Дензель Аттабус усмехнулся: «Да-да, разумеется. Я тщеславен и мелочен, я хочу, чтобы мне почтительно кланялись и целовали мои ступни. Вы действительно так думаете? Не притворяйтесь. Ваши цели совершенно очевидны. Вы хотите, чтобы я снова выплатил большую сумму денег – насколько я понимаю, речь идет о ста тысячах сольдо».
Роби Мэйвил выдавил натянутую усмешку: «Клайти Вержанс упомянула о том, что вы согласились предоставить сто пятьдесят тысяч».
«Эта цифра была упомянута, – согласился Дензель Аттабус. – От нее осталось одно упоминание, не более того. Настало время вернуть деньги, полученные обманным путем – все до последнего гроша! Я принял бесповоротное решение: вам не удастся финансировать за мой счет свои чудовищные приобретения!»
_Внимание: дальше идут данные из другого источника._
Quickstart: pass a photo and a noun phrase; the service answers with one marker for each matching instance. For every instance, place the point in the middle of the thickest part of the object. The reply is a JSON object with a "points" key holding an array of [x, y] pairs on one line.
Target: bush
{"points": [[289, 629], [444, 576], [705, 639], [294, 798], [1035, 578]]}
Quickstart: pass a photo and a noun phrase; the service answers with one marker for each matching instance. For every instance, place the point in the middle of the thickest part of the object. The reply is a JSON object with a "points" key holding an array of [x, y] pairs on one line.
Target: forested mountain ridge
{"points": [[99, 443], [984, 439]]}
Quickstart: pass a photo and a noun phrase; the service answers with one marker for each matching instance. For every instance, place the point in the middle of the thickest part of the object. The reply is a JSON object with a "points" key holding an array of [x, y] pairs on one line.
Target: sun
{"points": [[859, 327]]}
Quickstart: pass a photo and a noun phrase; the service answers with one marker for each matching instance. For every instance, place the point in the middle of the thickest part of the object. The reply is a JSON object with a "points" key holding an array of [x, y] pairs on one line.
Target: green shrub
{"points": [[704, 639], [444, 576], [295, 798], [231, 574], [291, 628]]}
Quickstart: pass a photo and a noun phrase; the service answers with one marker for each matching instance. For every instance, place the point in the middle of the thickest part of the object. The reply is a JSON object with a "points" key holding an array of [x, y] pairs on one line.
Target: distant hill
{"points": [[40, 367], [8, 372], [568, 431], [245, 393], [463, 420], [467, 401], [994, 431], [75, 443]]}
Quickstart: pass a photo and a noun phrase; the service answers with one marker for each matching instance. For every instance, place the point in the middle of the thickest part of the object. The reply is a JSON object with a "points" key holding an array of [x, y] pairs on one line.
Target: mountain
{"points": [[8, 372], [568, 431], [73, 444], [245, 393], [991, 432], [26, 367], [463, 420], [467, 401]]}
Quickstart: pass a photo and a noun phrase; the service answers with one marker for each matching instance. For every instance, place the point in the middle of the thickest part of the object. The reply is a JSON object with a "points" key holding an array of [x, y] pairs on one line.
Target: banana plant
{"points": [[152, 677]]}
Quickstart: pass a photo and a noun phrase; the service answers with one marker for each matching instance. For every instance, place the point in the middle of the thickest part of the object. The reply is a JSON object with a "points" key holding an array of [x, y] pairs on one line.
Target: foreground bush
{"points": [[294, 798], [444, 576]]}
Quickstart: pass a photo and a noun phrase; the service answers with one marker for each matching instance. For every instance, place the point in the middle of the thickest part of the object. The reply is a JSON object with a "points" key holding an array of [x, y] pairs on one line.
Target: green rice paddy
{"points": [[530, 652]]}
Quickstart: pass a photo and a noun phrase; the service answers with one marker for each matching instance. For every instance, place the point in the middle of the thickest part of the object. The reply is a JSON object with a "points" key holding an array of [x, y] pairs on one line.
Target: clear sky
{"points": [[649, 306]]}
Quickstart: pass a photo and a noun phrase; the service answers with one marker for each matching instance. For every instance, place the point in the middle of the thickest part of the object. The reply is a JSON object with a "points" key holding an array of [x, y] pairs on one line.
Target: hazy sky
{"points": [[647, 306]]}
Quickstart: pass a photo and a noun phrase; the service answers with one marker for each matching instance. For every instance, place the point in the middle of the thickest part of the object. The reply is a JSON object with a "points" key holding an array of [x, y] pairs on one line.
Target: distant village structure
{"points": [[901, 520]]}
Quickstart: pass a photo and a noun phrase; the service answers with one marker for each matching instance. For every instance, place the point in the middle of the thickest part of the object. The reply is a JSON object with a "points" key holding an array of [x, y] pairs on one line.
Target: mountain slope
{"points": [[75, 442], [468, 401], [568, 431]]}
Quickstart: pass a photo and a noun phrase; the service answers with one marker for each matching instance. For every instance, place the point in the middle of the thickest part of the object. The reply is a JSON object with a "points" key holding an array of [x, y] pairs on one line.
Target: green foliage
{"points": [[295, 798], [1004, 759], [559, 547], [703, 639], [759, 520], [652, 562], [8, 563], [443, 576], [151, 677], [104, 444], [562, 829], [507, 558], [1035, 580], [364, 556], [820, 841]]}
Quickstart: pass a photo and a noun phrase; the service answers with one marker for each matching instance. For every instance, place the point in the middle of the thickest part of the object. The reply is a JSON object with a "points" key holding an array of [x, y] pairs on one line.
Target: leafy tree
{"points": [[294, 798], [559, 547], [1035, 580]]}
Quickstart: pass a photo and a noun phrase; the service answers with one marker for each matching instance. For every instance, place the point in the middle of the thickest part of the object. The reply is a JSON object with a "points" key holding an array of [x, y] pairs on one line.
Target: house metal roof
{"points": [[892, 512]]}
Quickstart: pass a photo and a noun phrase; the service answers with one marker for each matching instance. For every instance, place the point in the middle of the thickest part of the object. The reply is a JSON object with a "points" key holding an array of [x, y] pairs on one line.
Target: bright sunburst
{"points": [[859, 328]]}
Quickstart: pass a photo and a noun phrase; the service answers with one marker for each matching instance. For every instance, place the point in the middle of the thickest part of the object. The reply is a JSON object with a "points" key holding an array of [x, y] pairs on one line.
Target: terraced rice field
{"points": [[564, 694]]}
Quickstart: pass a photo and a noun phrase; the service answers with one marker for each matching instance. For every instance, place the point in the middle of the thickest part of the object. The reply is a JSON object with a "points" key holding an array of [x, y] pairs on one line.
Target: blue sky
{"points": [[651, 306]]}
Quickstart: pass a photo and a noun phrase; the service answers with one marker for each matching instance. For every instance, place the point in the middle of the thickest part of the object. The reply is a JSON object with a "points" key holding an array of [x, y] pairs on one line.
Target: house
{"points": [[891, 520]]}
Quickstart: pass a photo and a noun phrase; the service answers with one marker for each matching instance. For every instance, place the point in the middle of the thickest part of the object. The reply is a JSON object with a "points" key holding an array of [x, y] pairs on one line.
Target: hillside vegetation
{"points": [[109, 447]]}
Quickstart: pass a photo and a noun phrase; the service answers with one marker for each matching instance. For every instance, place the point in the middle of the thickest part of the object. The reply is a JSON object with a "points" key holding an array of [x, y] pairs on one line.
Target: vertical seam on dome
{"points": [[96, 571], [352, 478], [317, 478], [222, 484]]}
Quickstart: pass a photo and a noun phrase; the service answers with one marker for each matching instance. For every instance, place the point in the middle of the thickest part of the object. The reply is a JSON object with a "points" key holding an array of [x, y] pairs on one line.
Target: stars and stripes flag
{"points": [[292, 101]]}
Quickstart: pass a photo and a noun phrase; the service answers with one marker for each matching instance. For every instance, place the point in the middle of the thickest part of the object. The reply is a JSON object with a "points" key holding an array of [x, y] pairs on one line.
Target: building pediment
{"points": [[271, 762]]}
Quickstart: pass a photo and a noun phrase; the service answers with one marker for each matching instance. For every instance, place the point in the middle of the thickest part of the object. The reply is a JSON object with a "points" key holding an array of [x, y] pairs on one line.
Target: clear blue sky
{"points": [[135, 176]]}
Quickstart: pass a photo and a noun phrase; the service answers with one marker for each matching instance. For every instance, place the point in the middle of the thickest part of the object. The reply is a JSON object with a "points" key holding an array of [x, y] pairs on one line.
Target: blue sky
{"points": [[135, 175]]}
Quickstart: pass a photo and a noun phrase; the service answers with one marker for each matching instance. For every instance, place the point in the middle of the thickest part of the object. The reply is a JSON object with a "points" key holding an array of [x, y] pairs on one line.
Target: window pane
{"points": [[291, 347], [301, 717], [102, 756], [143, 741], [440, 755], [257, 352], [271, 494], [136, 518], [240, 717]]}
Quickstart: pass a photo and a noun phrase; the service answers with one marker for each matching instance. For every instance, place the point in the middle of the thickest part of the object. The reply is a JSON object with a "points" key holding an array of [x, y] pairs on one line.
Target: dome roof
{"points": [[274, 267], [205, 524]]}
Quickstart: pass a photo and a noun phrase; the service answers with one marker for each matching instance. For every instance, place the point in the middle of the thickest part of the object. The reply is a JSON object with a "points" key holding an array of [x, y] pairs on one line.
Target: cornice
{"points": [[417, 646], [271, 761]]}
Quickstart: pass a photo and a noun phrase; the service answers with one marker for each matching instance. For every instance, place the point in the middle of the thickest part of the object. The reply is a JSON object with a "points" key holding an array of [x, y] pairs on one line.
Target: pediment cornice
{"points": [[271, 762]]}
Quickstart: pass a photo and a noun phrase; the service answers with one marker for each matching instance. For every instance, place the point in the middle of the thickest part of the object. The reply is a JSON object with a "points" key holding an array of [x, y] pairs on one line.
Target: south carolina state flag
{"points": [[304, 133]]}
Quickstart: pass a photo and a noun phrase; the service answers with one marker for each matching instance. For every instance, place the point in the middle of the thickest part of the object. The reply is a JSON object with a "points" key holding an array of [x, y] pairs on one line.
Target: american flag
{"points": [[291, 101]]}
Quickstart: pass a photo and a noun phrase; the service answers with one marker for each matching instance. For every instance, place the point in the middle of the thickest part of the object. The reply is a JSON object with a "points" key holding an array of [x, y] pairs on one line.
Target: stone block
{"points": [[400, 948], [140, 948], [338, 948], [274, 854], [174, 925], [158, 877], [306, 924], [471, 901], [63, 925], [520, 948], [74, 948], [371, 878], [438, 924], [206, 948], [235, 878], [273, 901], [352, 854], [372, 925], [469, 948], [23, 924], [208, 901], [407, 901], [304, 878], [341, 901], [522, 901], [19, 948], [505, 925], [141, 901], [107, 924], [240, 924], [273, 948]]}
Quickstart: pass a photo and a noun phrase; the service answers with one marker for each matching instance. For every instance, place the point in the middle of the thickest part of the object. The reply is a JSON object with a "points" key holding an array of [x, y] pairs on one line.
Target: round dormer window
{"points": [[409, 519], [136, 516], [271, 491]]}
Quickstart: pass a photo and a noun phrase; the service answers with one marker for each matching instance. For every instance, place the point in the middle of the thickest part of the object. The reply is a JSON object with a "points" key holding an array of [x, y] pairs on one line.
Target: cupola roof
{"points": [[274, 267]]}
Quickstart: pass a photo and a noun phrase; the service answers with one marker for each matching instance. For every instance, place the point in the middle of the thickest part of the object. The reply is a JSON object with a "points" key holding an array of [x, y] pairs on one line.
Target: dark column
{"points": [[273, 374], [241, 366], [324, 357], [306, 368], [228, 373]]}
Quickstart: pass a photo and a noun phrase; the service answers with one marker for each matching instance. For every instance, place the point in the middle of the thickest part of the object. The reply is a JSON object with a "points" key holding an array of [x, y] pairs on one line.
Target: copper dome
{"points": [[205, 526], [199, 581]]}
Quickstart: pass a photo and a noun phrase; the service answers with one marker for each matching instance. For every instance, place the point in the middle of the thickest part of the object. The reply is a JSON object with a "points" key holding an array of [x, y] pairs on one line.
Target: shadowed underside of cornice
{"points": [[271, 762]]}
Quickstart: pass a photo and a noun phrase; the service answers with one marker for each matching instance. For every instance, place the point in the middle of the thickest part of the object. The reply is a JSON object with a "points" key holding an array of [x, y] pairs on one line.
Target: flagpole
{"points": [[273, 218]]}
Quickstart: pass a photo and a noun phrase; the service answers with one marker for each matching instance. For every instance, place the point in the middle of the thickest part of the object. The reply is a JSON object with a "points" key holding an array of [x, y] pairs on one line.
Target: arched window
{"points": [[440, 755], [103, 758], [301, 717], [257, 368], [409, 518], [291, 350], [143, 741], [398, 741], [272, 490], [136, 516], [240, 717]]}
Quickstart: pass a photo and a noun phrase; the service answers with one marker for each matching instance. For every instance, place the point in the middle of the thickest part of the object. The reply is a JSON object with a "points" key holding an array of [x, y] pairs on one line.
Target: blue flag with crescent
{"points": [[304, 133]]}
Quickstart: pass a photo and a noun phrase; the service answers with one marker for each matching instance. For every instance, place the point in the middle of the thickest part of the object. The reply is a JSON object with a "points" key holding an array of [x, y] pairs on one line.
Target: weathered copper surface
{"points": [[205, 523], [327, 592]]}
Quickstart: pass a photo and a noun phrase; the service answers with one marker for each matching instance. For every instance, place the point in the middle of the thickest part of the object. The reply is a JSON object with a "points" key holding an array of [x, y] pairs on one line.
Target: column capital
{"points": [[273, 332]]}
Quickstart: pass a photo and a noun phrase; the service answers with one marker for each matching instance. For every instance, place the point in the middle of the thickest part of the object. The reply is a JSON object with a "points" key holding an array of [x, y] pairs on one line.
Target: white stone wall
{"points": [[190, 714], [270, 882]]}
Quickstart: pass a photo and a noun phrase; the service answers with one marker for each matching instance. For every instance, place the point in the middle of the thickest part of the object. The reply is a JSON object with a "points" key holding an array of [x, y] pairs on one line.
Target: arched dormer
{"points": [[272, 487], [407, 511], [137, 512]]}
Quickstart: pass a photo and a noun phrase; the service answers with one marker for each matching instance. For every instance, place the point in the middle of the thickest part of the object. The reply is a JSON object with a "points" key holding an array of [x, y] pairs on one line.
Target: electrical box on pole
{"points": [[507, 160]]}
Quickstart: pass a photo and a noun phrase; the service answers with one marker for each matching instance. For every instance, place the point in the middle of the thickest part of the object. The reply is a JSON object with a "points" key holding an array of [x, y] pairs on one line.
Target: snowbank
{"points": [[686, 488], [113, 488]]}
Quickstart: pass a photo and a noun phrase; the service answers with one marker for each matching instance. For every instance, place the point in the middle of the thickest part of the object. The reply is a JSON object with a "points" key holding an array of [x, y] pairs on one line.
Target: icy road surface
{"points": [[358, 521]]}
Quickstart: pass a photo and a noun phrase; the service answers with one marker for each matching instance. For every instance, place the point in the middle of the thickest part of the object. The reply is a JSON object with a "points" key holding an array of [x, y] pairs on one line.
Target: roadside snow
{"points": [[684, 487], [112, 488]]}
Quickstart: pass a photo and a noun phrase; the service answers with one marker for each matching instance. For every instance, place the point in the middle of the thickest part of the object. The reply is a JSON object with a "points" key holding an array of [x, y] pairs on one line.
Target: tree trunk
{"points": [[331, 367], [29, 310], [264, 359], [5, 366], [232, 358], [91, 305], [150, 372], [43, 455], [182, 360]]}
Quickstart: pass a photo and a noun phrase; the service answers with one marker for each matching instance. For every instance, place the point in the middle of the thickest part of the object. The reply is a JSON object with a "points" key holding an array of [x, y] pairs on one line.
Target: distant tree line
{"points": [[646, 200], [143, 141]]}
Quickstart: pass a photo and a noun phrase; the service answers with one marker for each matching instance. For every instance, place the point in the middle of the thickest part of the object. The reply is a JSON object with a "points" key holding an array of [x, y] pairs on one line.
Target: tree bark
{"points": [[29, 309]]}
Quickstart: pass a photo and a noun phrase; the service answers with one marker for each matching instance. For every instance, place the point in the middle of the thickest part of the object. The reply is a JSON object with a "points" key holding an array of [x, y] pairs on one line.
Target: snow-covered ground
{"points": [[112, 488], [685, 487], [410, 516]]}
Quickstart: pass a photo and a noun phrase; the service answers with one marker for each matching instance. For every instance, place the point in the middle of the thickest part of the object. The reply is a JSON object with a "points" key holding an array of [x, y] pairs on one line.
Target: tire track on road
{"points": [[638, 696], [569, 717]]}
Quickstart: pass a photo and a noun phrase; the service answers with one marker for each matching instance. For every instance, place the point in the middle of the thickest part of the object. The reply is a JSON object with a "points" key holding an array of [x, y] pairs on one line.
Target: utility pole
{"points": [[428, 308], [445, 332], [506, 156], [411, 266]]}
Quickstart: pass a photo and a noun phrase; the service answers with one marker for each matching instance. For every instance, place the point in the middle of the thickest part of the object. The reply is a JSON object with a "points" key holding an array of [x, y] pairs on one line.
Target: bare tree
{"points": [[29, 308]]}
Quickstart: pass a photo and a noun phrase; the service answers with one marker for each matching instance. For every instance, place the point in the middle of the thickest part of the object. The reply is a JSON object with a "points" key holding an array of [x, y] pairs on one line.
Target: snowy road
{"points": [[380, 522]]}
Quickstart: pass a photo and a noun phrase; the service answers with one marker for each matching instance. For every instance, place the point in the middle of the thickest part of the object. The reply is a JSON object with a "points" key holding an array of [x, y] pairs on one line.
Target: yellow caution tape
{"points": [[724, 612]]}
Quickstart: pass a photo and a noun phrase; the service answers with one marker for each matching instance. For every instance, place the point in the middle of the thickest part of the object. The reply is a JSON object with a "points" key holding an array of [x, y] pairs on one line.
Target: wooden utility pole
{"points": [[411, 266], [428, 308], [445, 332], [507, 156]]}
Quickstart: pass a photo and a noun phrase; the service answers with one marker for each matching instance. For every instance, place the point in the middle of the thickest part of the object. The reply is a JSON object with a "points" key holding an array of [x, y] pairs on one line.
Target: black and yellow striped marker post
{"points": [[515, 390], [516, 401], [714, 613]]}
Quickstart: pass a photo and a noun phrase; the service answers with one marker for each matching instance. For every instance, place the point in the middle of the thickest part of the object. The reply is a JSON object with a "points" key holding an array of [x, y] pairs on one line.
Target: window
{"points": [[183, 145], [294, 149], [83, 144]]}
Роби Мэйвил зажмурился и отвел глаза. Тамп и Фаргангер безмятежно прихлебывали пиво. Достопочтенный Аттабус, казалось, только сейчас заметил их присутствие: «Простите, я не запомнил, как вас зовут?»
«Торк Тамп».
«А вас?»
«Фаргангер».
«Фаргангер? К вам обращаются только по фамилии?»
«Фамилии достаточно».
Дензель Аттабус задумчиво изучил обоих, после чего обратился к Тампу: «Я хотел бы задать вам несколько вопросов. Надеюсь, вас это не слишком затруднит».
«Спрашивайте, – безразлично отозвался Тамп. – Хотя Мэйвил, похоже, предпочитает сам отвечать на вопросы – зачем еще он здесь нужен?»
«Возможно. Но я намерен установить факты тем или иным способом».
Роби Мэйвил выпрямился на стуле и нахмурился, обеспокоенный новой помехой – приближался Руфо Каткар, высокий, худощавый и бледный субъект со впалыми щеками и окруженными лиловыми тенями горящими черными глазами под черными бровями. Пряди черных волос прилипли к его узкому белому лбу, костлявую челюсть окаймляла не слишком аккуратная бородка. Его длинные узловатые ноги и руки отличались такими большими ладонями и ступнями, что он казался нелепым. Каткар приветствовал Мэйвила сухим кивком, с подозрением покосился на Тампа и Фаргангера и обратился к достопочтенному Аттабусу: «У вас безутешный вид». Каткар пододвинул стул и уселся.
«Безутешный? Мягко сказано! – откликнулся Дензель Аттабус. – Тебе известны обстоятельства».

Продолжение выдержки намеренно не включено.